That would usually be a PRF with a 1-bit output, but the rest of the text clarifies it is meant a 1-bit input.

what is the $\{0,1\}$ in $F:\ K \times \{0,1\} \to K$ ?

It is the set with two elements $0$ and $1$. This also is the set of the possible values of the second/right/normal/non-key component of the input of the PRF $F$.

Note: a Pseudo Random Function Family (confusingly abbreviated PRF just like a Pseudo Random Function) has two inputs (equivalently: an input consisting of an ordered pair). The first (the left component of the pair) is the key, and the second (the right one) is the normal/non-key input (which is the single input of any particular member of the Pseudo Random Function Family). The member of the Pseudo Random Function Family corresponding to key $k$ is often noted $F_k$. By that notation $F_k(x)=F(k,x)=F((k,x))$. Here, $F_k:\ \{0,1\}\to K$ (that's a particular Pseudo Random Function for a certain key $k$), since $F:\ K \times \{0,1\} \to K$ (that's the whole Pseudo Random Function Family).

what does $G(k)[x]$ in $F(k, x\in\{0,1\}) = G(k)[x]$ mean?

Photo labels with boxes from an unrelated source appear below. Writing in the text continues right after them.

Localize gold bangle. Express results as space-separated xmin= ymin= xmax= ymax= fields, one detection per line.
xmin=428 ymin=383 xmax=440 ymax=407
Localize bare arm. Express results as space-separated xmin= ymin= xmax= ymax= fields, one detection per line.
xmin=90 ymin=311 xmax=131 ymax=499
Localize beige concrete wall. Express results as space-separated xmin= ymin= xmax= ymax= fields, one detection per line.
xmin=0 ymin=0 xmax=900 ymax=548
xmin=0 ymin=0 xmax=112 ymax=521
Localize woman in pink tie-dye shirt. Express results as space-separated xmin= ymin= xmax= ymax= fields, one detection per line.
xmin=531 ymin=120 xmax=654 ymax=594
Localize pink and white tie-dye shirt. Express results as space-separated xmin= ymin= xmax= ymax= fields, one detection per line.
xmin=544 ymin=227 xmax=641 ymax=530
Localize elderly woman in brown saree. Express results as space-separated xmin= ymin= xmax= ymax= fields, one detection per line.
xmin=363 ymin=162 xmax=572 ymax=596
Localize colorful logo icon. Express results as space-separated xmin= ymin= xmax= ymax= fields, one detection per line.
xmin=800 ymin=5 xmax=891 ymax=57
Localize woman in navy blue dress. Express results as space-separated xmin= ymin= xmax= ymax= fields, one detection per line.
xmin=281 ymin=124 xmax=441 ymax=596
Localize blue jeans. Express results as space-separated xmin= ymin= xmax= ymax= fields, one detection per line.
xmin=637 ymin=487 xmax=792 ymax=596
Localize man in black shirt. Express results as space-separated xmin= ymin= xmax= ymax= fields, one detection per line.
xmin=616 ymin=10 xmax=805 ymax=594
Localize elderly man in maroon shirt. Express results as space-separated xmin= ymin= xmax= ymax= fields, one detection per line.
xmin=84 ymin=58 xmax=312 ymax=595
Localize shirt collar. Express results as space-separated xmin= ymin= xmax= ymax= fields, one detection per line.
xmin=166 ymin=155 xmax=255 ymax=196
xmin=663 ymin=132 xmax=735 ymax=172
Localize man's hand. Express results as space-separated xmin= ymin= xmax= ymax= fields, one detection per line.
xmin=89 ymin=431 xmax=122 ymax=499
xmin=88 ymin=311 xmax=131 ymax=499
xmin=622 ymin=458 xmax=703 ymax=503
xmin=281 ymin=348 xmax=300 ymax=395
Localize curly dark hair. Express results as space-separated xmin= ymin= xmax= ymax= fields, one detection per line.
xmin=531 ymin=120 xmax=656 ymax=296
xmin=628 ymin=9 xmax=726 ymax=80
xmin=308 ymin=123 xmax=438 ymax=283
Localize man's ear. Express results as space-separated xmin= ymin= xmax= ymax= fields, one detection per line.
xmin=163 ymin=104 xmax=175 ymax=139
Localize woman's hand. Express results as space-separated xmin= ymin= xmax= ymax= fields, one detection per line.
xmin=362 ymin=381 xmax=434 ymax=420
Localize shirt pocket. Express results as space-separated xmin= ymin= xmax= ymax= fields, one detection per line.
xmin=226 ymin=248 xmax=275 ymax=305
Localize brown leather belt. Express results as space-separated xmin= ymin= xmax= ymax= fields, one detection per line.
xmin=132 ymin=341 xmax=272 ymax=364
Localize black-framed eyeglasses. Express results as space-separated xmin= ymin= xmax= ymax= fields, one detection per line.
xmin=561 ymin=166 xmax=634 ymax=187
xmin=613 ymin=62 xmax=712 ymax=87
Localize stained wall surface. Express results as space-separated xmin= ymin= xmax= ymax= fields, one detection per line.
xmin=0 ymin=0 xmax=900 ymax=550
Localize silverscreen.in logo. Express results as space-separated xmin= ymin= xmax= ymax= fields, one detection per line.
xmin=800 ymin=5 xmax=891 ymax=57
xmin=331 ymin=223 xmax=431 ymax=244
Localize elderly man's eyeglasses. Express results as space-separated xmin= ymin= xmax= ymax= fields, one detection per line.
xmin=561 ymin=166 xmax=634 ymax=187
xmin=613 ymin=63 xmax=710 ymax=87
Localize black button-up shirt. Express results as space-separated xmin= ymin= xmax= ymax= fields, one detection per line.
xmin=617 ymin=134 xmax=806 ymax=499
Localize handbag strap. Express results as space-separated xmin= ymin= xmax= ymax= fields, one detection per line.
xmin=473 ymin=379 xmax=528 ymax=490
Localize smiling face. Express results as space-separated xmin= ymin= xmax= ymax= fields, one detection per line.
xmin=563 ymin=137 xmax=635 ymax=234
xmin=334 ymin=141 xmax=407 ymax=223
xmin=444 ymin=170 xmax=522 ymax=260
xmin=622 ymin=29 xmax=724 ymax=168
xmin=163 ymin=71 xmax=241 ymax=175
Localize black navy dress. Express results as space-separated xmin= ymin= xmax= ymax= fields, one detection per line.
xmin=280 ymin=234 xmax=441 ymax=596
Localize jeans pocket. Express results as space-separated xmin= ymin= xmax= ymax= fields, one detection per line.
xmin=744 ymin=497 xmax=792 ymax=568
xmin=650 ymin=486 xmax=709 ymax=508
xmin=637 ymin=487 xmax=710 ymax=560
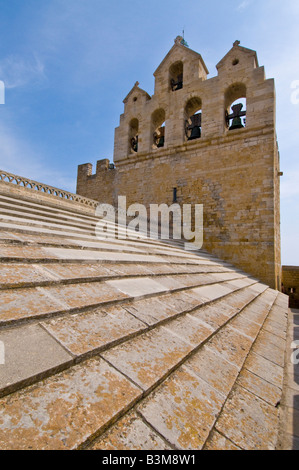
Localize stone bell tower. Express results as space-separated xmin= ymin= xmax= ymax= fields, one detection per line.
xmin=77 ymin=36 xmax=281 ymax=288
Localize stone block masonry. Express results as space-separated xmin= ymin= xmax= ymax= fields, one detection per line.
xmin=77 ymin=37 xmax=281 ymax=289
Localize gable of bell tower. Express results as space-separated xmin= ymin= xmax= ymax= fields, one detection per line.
xmin=77 ymin=37 xmax=281 ymax=287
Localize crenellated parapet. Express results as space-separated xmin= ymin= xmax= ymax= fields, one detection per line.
xmin=77 ymin=37 xmax=282 ymax=287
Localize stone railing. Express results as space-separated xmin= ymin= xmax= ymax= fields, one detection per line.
xmin=0 ymin=170 xmax=99 ymax=208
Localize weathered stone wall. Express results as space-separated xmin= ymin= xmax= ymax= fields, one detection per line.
xmin=282 ymin=266 xmax=299 ymax=308
xmin=77 ymin=39 xmax=281 ymax=288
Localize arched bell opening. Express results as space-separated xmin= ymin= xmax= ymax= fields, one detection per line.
xmin=129 ymin=118 xmax=139 ymax=153
xmin=169 ymin=61 xmax=184 ymax=91
xmin=152 ymin=109 xmax=165 ymax=149
xmin=225 ymin=83 xmax=246 ymax=131
xmin=185 ymin=97 xmax=202 ymax=140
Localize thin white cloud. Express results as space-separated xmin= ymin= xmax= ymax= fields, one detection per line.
xmin=0 ymin=55 xmax=46 ymax=89
xmin=0 ymin=122 xmax=76 ymax=192
xmin=237 ymin=0 xmax=251 ymax=11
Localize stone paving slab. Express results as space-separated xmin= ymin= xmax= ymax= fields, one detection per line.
xmin=216 ymin=386 xmax=279 ymax=450
xmin=209 ymin=326 xmax=252 ymax=369
xmin=40 ymin=282 xmax=129 ymax=308
xmin=0 ymin=359 xmax=141 ymax=450
xmin=44 ymin=248 xmax=165 ymax=263
xmin=90 ymin=412 xmax=172 ymax=451
xmin=245 ymin=353 xmax=283 ymax=389
xmin=0 ymin=263 xmax=59 ymax=288
xmin=253 ymin=331 xmax=285 ymax=367
xmin=184 ymin=341 xmax=239 ymax=398
xmin=124 ymin=296 xmax=182 ymax=325
xmin=101 ymin=327 xmax=193 ymax=390
xmin=165 ymin=314 xmax=215 ymax=347
xmin=0 ymin=288 xmax=67 ymax=326
xmin=106 ymin=277 xmax=169 ymax=297
xmin=42 ymin=305 xmax=146 ymax=356
xmin=204 ymin=431 xmax=241 ymax=451
xmin=238 ymin=366 xmax=282 ymax=407
xmin=138 ymin=367 xmax=223 ymax=450
xmin=0 ymin=325 xmax=73 ymax=395
xmin=0 ymin=192 xmax=292 ymax=450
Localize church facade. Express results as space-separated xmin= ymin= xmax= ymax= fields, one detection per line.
xmin=77 ymin=36 xmax=281 ymax=289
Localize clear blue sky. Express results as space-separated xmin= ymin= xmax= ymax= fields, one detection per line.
xmin=0 ymin=0 xmax=299 ymax=265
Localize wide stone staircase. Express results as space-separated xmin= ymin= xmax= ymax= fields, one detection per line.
xmin=0 ymin=183 xmax=288 ymax=450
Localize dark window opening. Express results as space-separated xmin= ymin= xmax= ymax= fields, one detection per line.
xmin=151 ymin=108 xmax=165 ymax=149
xmin=129 ymin=119 xmax=139 ymax=153
xmin=169 ymin=62 xmax=183 ymax=91
xmin=172 ymin=188 xmax=178 ymax=202
xmin=225 ymin=83 xmax=246 ymax=131
xmin=185 ymin=97 xmax=202 ymax=140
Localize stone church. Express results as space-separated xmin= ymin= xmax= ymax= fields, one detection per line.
xmin=0 ymin=37 xmax=299 ymax=452
xmin=77 ymin=36 xmax=281 ymax=289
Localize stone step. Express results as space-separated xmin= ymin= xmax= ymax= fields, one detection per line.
xmin=0 ymin=273 xmax=250 ymax=327
xmin=0 ymin=279 xmax=257 ymax=395
xmin=0 ymin=263 xmax=232 ymax=290
xmin=0 ymin=280 xmax=278 ymax=450
xmin=91 ymin=292 xmax=277 ymax=450
xmin=0 ymin=185 xmax=287 ymax=450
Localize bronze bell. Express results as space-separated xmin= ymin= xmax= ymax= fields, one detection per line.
xmin=229 ymin=117 xmax=244 ymax=131
xmin=188 ymin=126 xmax=201 ymax=140
xmin=157 ymin=135 xmax=165 ymax=148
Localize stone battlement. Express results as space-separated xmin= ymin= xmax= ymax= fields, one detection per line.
xmin=77 ymin=40 xmax=281 ymax=288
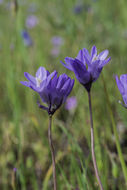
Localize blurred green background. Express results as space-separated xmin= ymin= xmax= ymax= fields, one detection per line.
xmin=0 ymin=0 xmax=127 ymax=190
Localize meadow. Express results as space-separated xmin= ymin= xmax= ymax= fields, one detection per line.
xmin=0 ymin=0 xmax=127 ymax=190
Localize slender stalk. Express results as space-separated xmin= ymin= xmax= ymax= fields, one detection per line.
xmin=102 ymin=75 xmax=127 ymax=186
xmin=88 ymin=92 xmax=103 ymax=190
xmin=48 ymin=115 xmax=57 ymax=190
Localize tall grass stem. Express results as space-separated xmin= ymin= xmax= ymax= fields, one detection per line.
xmin=88 ymin=92 xmax=104 ymax=190
xmin=48 ymin=115 xmax=57 ymax=190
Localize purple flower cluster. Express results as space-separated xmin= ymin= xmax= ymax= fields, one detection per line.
xmin=21 ymin=67 xmax=74 ymax=115
xmin=21 ymin=44 xmax=111 ymax=115
xmin=26 ymin=15 xmax=38 ymax=29
xmin=61 ymin=46 xmax=111 ymax=91
xmin=116 ymin=74 xmax=127 ymax=107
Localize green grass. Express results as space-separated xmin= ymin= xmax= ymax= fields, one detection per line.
xmin=0 ymin=0 xmax=127 ymax=190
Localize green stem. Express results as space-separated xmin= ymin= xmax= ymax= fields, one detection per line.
xmin=102 ymin=75 xmax=127 ymax=185
xmin=48 ymin=115 xmax=57 ymax=190
xmin=88 ymin=92 xmax=103 ymax=190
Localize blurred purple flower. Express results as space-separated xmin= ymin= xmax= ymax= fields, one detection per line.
xmin=0 ymin=0 xmax=3 ymax=5
xmin=26 ymin=15 xmax=38 ymax=29
xmin=28 ymin=3 xmax=37 ymax=13
xmin=21 ymin=30 xmax=33 ymax=46
xmin=73 ymin=4 xmax=84 ymax=14
xmin=61 ymin=46 xmax=111 ymax=91
xmin=21 ymin=67 xmax=74 ymax=115
xmin=51 ymin=36 xmax=64 ymax=46
xmin=13 ymin=168 xmax=17 ymax=172
xmin=51 ymin=48 xmax=60 ymax=57
xmin=65 ymin=96 xmax=77 ymax=110
xmin=116 ymin=74 xmax=127 ymax=107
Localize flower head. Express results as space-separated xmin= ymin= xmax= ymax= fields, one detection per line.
xmin=65 ymin=96 xmax=77 ymax=110
xmin=21 ymin=30 xmax=33 ymax=46
xmin=116 ymin=74 xmax=127 ymax=107
xmin=61 ymin=46 xmax=111 ymax=91
xmin=21 ymin=67 xmax=74 ymax=115
xmin=51 ymin=36 xmax=64 ymax=46
xmin=26 ymin=15 xmax=38 ymax=29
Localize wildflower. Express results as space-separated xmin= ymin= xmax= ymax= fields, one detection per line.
xmin=65 ymin=96 xmax=77 ymax=110
xmin=73 ymin=4 xmax=84 ymax=14
xmin=26 ymin=15 xmax=38 ymax=29
xmin=61 ymin=46 xmax=111 ymax=91
xmin=51 ymin=48 xmax=60 ymax=57
xmin=51 ymin=36 xmax=64 ymax=46
xmin=116 ymin=74 xmax=127 ymax=107
xmin=21 ymin=67 xmax=74 ymax=115
xmin=28 ymin=3 xmax=37 ymax=13
xmin=0 ymin=0 xmax=3 ymax=4
xmin=21 ymin=30 xmax=33 ymax=46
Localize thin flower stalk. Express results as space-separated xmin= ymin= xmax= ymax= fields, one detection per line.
xmin=88 ymin=92 xmax=104 ymax=190
xmin=102 ymin=75 xmax=127 ymax=185
xmin=48 ymin=115 xmax=57 ymax=190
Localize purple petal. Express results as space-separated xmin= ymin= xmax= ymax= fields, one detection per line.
xmin=120 ymin=74 xmax=127 ymax=93
xmin=60 ymin=57 xmax=74 ymax=71
xmin=115 ymin=75 xmax=124 ymax=95
xmin=36 ymin=67 xmax=47 ymax=81
xmin=100 ymin=57 xmax=111 ymax=67
xmin=98 ymin=49 xmax=109 ymax=61
xmin=56 ymin=74 xmax=68 ymax=89
xmin=83 ymin=48 xmax=91 ymax=64
xmin=20 ymin=81 xmax=30 ymax=87
xmin=123 ymin=94 xmax=127 ymax=105
xmin=76 ymin=49 xmax=85 ymax=63
xmin=91 ymin=46 xmax=97 ymax=60
xmin=72 ymin=59 xmax=90 ymax=84
xmin=46 ymin=71 xmax=57 ymax=85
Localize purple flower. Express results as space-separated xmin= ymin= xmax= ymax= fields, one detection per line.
xmin=51 ymin=48 xmax=60 ymax=57
xmin=21 ymin=30 xmax=33 ymax=46
xmin=26 ymin=15 xmax=38 ymax=29
xmin=116 ymin=74 xmax=127 ymax=107
xmin=21 ymin=67 xmax=74 ymax=115
xmin=73 ymin=4 xmax=84 ymax=14
xmin=0 ymin=0 xmax=3 ymax=4
xmin=51 ymin=36 xmax=64 ymax=46
xmin=65 ymin=96 xmax=77 ymax=110
xmin=61 ymin=46 xmax=111 ymax=91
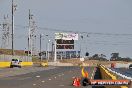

The PRG $G$ takes an input $k$ and produces an output $G(k)$ consisting of two parts of the same width as $k$, as apparent in $G:\ K \to K^2$. This is the same as $G:\ K \to K\times K$. That is, the output of $G$ is an ordered pair of bitstrings, assimilated to a bitstring twice as wide as $k$, that we split in two parts as wide as $k$, each from the same set $K$ as $k$ is from.

$G(k)[x]$ is the first or the second component/part of the output of $G(k)$, according to $x$ being $0$ or $1$. It's also the output of $F$ for input $(k,x)$ where $k$ is the PRF's key, and $x$ is the PRF's second/right/normal/non-key input, which is a single bit.

What exactly is $x$?

It's a bit. It's not an input of the PRG $G$. It selects among the two halves of the output of the PRG $G$ for input $k$, that is $G(k)$. We can think of $[x]$ as we'd do for [x] in a computer language with indexes.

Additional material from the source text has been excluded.